No longer bothering to measure a dose, he took a swig of the draught, shaking his head as it went down. "Diaphne, think back, I know it was a while ago but think. Was there any clue at all during the ritual about where I may have put the witch's bottle?"
Diaphne absorbed his question then paused to reflect. "I held the bottle while Aunt siphoned your memories with her wand. She would draw them out and hover them over the neck, and the bottle would suck them in. I remember that."
"Were there a lot?"
"Yes. Hundreds. It took well over an hour."
Hundreds. No wonder his ruptured brain was hurting.
"I see. What happened to the bottle when she'd finished?"
"She put a stopper in it, then sealed it with candlewax. There were instructions!"
"Instructions?"
"Yes! She tied instructions to the bottle. You see, your memory of the ritual and everything about it would have gone, but you wrote instructions to yourself about where to put the bottle. She always made a point of telling people to put the memories somewhere safe."
"Then the instructions would still be with the bottle?"
"Yes, I suppose, I don't know."
He sighed heavily. "Well I found no sign of either. Was anyone else there? Who else might know? Or was it just you and the Wicce?"
"There was my sister Imogen. I can't remember if she was there the whole time. And the other woman, the teacher."
"What?" he barked, staring at her. "What teacher?"
"She's here – she's here today, she was at the meeting! The Astronomy teacher."

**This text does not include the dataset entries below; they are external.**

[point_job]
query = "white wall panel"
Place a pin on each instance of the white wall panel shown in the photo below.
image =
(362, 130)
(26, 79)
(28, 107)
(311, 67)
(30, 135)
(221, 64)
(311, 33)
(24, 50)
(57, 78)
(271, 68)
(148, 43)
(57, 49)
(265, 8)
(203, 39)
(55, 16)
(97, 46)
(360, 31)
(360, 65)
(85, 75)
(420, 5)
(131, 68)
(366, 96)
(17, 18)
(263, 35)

His mind went straight to Sinistra, the piercing look, the question about the headaches. "Yes. Aurora Sinistra. She asked me if I still had headaches…" he paused. "Why was she there?"
"I don't know. She said she knew you and…and Charity."
He sat down at his desk, his aching back and shoulder, the migraine wrestling for dominance over the potion and the news of Sinistra's involvement all overwhelming him suddenly.
"Are you alright?" asked Diaphne.
"Yes…I'll be alright. I have a migraine coming on…"
"Take the potion immediately and lie down in a dark room," she coaxed in a soft voice, then came up behind him and placed her cool hand on his forehead, shutting his eyes gently as she did so. "Everyone's busy, you'll achieve no more today. Look after yourself."
He allowed himself to be soothed and, later, she took him through to his rooms and laid him down, then brought him another dose of the potion before quietly departing and shutting his door behind her.
She was right. He achieved no more that day.